The first time, Leutz says the issue simply led to an altered bus route, but as January continued, along with snowfall after snowfall, all of the neighborhood streets seem to be closing in.
"The bus just gets stuck everywhere," Ulfers said. "It's a big chunk of road on both sides of the roads that we just don't have."
One day, she says the bus was so stuck so badly that parents organized alternative transportation.
"Some of the neighbors that were at the bus stop that were able to be working from home, we just texted them and said, 'How many (kids) can you fit in your car?'" Ulfers said. "So everybody got to school that day, but the bus was there for probably an hour and a half."

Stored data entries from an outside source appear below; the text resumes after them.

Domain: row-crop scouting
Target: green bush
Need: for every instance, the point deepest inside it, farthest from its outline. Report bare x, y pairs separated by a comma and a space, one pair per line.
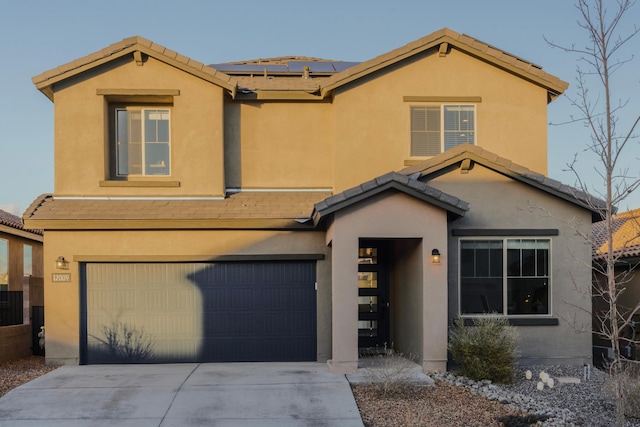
485, 350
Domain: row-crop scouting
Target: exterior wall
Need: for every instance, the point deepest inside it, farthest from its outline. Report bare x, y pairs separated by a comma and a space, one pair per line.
278, 145
521, 207
82, 131
407, 328
629, 299
15, 341
372, 130
62, 299
16, 239
412, 219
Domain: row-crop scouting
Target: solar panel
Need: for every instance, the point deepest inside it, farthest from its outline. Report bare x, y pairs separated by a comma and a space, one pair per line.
343, 65
314, 66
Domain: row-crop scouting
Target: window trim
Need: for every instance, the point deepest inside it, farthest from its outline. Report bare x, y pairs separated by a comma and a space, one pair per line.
441, 103
504, 238
114, 107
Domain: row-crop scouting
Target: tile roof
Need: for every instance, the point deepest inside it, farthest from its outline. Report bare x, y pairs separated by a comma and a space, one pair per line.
508, 168
392, 180
626, 236
477, 48
294, 206
286, 74
45, 81
13, 221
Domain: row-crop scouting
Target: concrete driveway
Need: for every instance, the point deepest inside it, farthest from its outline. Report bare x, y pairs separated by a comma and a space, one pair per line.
211, 394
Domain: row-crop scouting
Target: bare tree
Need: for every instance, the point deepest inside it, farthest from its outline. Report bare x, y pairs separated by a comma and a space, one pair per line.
599, 60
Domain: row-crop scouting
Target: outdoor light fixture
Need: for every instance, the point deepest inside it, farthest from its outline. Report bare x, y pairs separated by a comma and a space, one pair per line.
61, 263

Despite multiple calls and 311 requests, there was no indication that the parking mess on their streets would come to an end, which is what led the parents to organize a door-to-door campaign for one-sided street parking.
"It was great that we were able to knock on neighbors' doors, but that's not really a citywide plan," Leutz said.
On Wednesday, that type of plan finally became reality. Minneapolis Public Works announced a city-wide, one-sided street parking plan that will last for the remaining of the winter months.
"We are about as wide as we can get right now," said Minneapolis Public Works Director Margaret Anderson Kelliher.
During the announcement, officials with Minneapolis Public schools announced that buses across the city have been experiencing similar issues navigating crowdy, clogged roads ever since the first major storm in early January. That includes 19 buses that needed to be rescued by tow trucks on the first day of school following the biggest snowfall, a new record for stuck buses on a single day.
Since the Tangletown bus stop is already less tangled thanks to neighborhood cooperation, the only question the parents have now is, what took so long?
"Like, 'What the hell is wrong?' is probably not the right question and that's the only other question I had," Ulfers said.
"Everybody is in the same boat, we're all driving on these streets and we realize how terrible it is," Leutz said. "It's frustrating that it takes so much effort sometimes, to get something basic done."